IPN przeprowadził oględziny tych materiałów.
- Po otwarciu zapieczętowanego pakietu oględzinom poddano jego zawartość w postaci papierowej paczki zawierającej dwie teczki. Na tej paczce była przyklejona koperta zaadresowana „Do Dyrektora Archiwum Akt Nowych w Warszawie do rąk własnych”. W kopercie znajduje się odręcznie napisany list z kwietnia 1996 r., w którym Czesław Kiszczak informuje o przekazaniu do Archiwum Akt Nowych akt dokumentujących współpracę Lecha Wałęsy ze Służbą Bezpieczeństwa. List jest odręcznie podpisany przez Czesława Kiszczaka. List wraz z paczką zawierającą obie teczki nie został wysłany. Akta, które zostały poddane oględzinom, składają się z teczki personalnej i teczki pracy tajnego współpracownika o pseudonimie „Bolek”. W teczce personalnej znajduje się 90 kart dokumentów. Teczka jest w oryginalnych okładkach. W teczce personalnej, podzielonej na dwie części, znajdują się dwa spisy zawartości dokumentów. Opisy zawartości odpowiadają stanowi faktycznemu dokumentów znajdujących się w teczce. W teczce personalnej znajduje się koperta, a w niej odręcznie napisane zobowiązanie do współpracy ze Służbą Bezpieczeństwa podpisane: Lech Wałęsa „Bolek”. Wśród dokumentów znajdujących się w tej teczce są również m.in. odręczne, podpisane pseudonimem „Bolek”, pokwitowania odbioru pieniędzy.W teczce pracy tajnego współpracownika, liczącej 279 kart, w oryginalnych okładkach, znajdują się liczne doniesienia tajnego współpracownika pseudonim „Bolek” oraz notatki funkcjonariuszy SB ze spotkań z tajnym współpracownikiem pseudonim „Bolek”. Część doniesień pisana jest odręcznie i podpisana pseudonimem „Bolek”.Dokumenty znajdujące się w obu teczkach obejmują okres lat 1970–1976. W opinii uczestniczącego w czynnościach eksperta-archiwisty dokumenty są autentyczne - informuje w specjalnym komunikacie Instytut.
Dziś IPN w towarzystwie policji przeszukał działkę wdowy po gen.

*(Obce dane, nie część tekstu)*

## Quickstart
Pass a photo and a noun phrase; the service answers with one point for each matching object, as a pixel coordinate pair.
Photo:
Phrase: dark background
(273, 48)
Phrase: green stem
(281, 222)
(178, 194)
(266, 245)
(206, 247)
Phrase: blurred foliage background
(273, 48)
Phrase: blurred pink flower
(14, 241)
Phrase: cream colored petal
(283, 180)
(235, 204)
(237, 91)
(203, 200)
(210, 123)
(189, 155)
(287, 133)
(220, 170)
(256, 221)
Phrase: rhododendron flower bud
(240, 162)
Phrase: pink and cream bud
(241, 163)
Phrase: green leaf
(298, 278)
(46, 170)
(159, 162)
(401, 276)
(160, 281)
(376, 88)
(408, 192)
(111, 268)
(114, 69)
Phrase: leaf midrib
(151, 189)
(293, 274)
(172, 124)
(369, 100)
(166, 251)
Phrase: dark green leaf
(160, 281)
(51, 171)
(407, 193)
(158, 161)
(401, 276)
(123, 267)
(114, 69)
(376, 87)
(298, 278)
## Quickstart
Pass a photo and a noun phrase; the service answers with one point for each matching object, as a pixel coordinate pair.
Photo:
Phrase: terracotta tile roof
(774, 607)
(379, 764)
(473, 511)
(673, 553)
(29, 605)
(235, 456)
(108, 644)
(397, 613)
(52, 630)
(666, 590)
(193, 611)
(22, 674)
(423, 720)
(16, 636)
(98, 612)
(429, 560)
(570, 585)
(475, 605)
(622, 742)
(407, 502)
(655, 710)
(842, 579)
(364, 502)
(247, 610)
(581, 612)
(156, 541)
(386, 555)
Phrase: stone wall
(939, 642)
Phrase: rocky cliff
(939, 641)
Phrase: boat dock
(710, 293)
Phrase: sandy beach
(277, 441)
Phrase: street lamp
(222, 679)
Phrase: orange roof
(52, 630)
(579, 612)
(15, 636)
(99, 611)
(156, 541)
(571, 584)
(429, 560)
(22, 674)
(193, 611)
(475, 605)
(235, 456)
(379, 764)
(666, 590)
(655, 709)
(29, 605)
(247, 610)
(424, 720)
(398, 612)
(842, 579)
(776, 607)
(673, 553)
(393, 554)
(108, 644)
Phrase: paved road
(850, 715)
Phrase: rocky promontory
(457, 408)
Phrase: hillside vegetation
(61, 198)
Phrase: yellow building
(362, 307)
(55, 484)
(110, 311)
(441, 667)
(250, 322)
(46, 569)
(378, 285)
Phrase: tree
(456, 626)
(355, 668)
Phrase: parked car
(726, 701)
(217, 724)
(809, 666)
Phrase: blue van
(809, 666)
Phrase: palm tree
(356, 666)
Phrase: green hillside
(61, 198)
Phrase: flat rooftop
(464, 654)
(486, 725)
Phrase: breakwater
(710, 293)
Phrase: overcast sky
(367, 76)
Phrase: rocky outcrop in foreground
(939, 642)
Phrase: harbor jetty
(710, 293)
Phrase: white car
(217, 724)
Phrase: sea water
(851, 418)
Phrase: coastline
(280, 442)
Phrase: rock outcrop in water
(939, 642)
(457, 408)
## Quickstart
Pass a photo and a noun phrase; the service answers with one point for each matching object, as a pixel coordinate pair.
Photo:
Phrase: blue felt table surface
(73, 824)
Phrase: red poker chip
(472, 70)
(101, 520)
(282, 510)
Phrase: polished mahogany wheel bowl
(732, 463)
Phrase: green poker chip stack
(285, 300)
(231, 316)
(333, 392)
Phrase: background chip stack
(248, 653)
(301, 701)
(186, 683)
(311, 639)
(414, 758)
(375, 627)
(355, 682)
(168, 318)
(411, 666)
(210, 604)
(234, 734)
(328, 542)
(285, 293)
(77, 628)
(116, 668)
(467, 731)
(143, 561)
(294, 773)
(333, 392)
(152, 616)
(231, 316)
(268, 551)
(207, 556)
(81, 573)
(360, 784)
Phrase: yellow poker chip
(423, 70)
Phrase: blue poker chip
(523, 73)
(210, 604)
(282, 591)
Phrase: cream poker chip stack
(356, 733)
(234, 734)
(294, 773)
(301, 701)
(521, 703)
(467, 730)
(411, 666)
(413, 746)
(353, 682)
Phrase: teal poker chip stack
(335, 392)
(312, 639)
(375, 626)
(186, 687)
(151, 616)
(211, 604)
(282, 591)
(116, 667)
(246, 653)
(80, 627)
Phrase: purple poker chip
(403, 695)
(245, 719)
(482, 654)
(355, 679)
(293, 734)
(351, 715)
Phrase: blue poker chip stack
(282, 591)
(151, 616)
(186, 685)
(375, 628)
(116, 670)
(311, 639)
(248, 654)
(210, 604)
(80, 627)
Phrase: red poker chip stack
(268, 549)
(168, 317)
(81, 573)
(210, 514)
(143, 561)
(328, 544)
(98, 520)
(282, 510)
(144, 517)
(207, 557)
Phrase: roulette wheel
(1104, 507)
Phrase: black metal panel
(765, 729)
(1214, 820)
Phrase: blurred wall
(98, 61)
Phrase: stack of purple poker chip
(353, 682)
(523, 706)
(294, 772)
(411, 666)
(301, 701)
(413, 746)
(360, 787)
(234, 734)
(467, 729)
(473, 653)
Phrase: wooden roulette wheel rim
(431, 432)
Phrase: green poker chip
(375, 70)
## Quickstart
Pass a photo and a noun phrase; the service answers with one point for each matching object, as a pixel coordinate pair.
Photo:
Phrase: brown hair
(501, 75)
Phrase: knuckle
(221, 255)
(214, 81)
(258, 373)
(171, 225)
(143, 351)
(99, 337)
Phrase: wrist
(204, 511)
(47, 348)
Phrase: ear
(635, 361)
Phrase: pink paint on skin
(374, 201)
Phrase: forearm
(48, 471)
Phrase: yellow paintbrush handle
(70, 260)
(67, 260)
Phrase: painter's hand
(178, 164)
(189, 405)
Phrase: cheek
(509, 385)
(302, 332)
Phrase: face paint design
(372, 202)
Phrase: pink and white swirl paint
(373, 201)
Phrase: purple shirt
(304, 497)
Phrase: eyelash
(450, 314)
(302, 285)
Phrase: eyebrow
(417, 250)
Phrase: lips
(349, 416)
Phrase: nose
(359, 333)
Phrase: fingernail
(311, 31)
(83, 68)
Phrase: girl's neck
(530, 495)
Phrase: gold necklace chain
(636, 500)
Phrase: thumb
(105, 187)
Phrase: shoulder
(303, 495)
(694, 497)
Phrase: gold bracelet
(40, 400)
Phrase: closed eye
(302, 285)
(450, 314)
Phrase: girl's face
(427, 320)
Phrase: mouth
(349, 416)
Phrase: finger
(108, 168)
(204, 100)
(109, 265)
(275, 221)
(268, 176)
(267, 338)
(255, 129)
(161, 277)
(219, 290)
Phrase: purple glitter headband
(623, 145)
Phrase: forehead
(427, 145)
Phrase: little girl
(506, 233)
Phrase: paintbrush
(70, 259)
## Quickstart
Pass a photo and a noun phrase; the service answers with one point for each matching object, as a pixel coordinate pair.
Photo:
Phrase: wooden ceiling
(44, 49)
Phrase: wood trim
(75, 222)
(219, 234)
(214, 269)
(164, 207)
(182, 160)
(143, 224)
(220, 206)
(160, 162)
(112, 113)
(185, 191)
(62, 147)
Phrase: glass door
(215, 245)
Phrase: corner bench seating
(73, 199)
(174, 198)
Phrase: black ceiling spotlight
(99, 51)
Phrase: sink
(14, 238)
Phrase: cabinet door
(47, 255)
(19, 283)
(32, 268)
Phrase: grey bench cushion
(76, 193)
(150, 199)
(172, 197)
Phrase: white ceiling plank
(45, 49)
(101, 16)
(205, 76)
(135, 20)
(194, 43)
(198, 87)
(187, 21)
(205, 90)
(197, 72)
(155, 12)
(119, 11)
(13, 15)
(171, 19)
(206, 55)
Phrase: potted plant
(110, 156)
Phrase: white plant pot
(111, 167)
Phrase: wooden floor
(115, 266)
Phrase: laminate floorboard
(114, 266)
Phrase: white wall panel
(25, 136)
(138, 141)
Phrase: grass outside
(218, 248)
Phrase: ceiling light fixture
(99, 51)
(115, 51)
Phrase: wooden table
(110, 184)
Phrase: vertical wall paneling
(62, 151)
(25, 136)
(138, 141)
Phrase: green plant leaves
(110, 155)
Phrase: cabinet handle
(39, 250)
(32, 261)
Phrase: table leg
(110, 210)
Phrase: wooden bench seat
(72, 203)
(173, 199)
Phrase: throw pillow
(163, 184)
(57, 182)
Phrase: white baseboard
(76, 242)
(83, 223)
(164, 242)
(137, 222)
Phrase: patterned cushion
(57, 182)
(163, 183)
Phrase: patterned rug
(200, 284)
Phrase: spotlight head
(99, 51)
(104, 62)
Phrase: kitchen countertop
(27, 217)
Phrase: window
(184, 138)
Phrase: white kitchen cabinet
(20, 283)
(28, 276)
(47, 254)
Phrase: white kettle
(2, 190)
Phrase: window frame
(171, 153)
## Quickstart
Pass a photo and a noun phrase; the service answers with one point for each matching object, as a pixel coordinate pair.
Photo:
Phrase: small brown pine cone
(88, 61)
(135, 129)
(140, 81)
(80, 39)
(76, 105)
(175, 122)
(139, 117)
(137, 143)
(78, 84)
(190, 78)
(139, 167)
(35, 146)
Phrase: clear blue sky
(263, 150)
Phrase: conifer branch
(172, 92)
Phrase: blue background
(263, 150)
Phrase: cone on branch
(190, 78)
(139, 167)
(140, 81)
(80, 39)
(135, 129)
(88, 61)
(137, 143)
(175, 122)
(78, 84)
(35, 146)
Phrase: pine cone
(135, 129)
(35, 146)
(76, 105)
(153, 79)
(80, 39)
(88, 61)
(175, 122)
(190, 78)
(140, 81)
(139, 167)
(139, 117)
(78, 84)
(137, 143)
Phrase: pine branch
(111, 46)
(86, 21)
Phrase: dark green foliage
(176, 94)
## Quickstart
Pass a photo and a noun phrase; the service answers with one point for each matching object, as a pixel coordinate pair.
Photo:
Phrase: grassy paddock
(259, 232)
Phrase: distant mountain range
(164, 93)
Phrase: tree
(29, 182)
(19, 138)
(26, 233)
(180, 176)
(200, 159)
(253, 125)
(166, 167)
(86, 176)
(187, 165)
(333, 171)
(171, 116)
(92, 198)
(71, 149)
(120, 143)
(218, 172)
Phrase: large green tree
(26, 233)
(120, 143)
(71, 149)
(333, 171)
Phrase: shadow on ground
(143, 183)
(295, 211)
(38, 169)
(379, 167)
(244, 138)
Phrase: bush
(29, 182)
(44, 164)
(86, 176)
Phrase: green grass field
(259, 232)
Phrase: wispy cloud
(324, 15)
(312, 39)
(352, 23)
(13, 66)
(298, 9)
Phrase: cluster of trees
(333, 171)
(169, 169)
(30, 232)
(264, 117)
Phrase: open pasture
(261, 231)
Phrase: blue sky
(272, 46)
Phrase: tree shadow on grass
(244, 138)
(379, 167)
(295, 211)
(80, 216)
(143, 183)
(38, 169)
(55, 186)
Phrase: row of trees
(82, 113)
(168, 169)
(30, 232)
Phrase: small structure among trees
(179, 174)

Kiszczaku w miejscowości Wikno na Mazurach.
- To czynności procesowe mające na celu poszukiwanie dokumentów podlegających przekazaniu do zasobu archiwalnego Instytutu Pamięci Narodowe - informuje IPN w komunikacie. - Czynności te prowadzone są w ramach śledztwa w sprawie ukrycia przez osobę do tego nieuprawioną dokumentów podlegających przekazaniu Instytutowi Pamięci Narodowej - dodaje Agnieszka Sopińska-Jaremczak rzecznik IPN.
Okazuje się jednak, że w domku letniskowym Kiszczaków niczego nie udało się znaleźć.
- W wyniku przeprowadzonych czynności nie ujawniono dokumentów podlegających przekazaniu do Instytutu Pamięci Narodowej - informuje Sopińska-Jaremczak.